Another blow was an abnormal semiconductor agreement that inordinately restricted Japan's market share. This agreement not only aimed to increase the prices of Japanese semiconductors but also, due to U.S. government intervention, limited their sales quantity. At the time, Japan's semiconductor manufacturing technology was overpowering America. Even though U.S. companies produced and sold similar semiconductors, they couldn't catch up with the net incomes of Japanese companies. Furthermore, Japan spared no investment in R&D to expand technological capabilities. The United States opted for a strategy to diversify the supply chain, choosing to foster growth with South Korea and Taiwan, countries with relatively lower labor costs and similar work ethics to Japan. With the U.S. providing technology and market access, coupled with the aggressive strategies of South Korea and Taiwan, Japan suffered losses to the extent that maintaining its market position became challenging.

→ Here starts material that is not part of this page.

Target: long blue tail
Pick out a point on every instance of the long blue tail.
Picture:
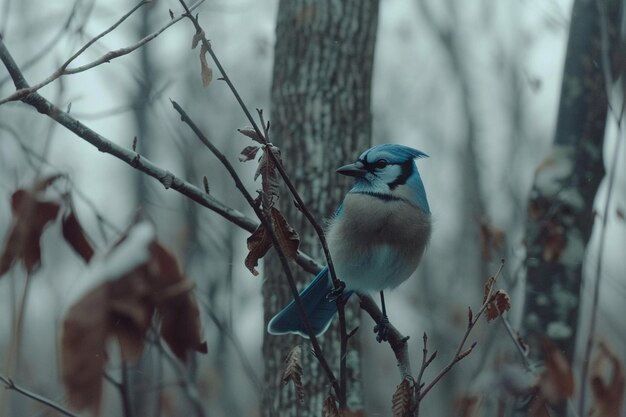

The root cause of Japan's bubble, on a broad scale, lies in its failure to effectively respond to these two setbacks—the exchange rate and the semiconductor agreement. While there are specific reasons for each, I believe it was their excessive confidence that ultimately led to their downfall. Exploring where this confidence originated is quite straightforward. From a global perspective, the sudden doubling of Japanese individuals' wealth due to the appreciation of the yen's value was unprecedented. The number of wealthy Japanese individuals was unparalleled worldwide. They consistently opted for the very best in their choices. Moreover, Japan's pride in its manufacturing prowess left no room for imitation. Despite efforts by countries like South Korea and Taiwan to catch up, Japan at the time couldn't fathom anyone surpassing their technological capabilities that outpaced America.


Here, I'll only write about how the bubble formed in Japan, focusing on how the circumstances led to a situation where they could develop overconfidence. I do not intend to write only about the good times. Instead, I want to depict the process where misjudgments create a breeding ground for misguided confidence.


Lastly, I’d like to talk a bit more about the bubble society. The bubble society is dreadful. The real estate bubble wreaked havoc on Japan's public sentiment. Soaring property prices turned Japan into a country where even a lifetime of hard work couldn't afford you a house – a place where, despite your efforts, you might end up living in a cramped space resembling a chicken coop. Getting a job at a major corporation might offer some improvement, but without significant skills or a college education, becoming a yakuza seemed like the best path to success. The hopes of the younger generation gradually diminished. Japan was becoming a country where the yakuza thrived. Public officials couldn't accumulate wealth without corruption. To make matters worse, the Recruit scandal allowed the public to see Japan as a country where corruption openly prevailed.


To recover from this bubble and reclaim the nation, Japan exerted considerable efforts. Now, 30 years after the bubble, it is quite intriguing to see what kind of country Japan will create in the future. Japan has undergone an economic system transition, and generational changes have occurred in many aspects. However, the tough life during the bubble era has led them into an aging society, and the world has grown larger unprecedentedly with the diversification of the global supply chain. China has surpassed Japan in GDP, and it seems that Korea will surpass Japan in GDP per capita within a year. Nevertheless, Japan is a resilient nation with a population of over 100 million. I believe these people won't just stand by and watch themselves fall behind. I'm genuinely curious about what lies ahead for Japan.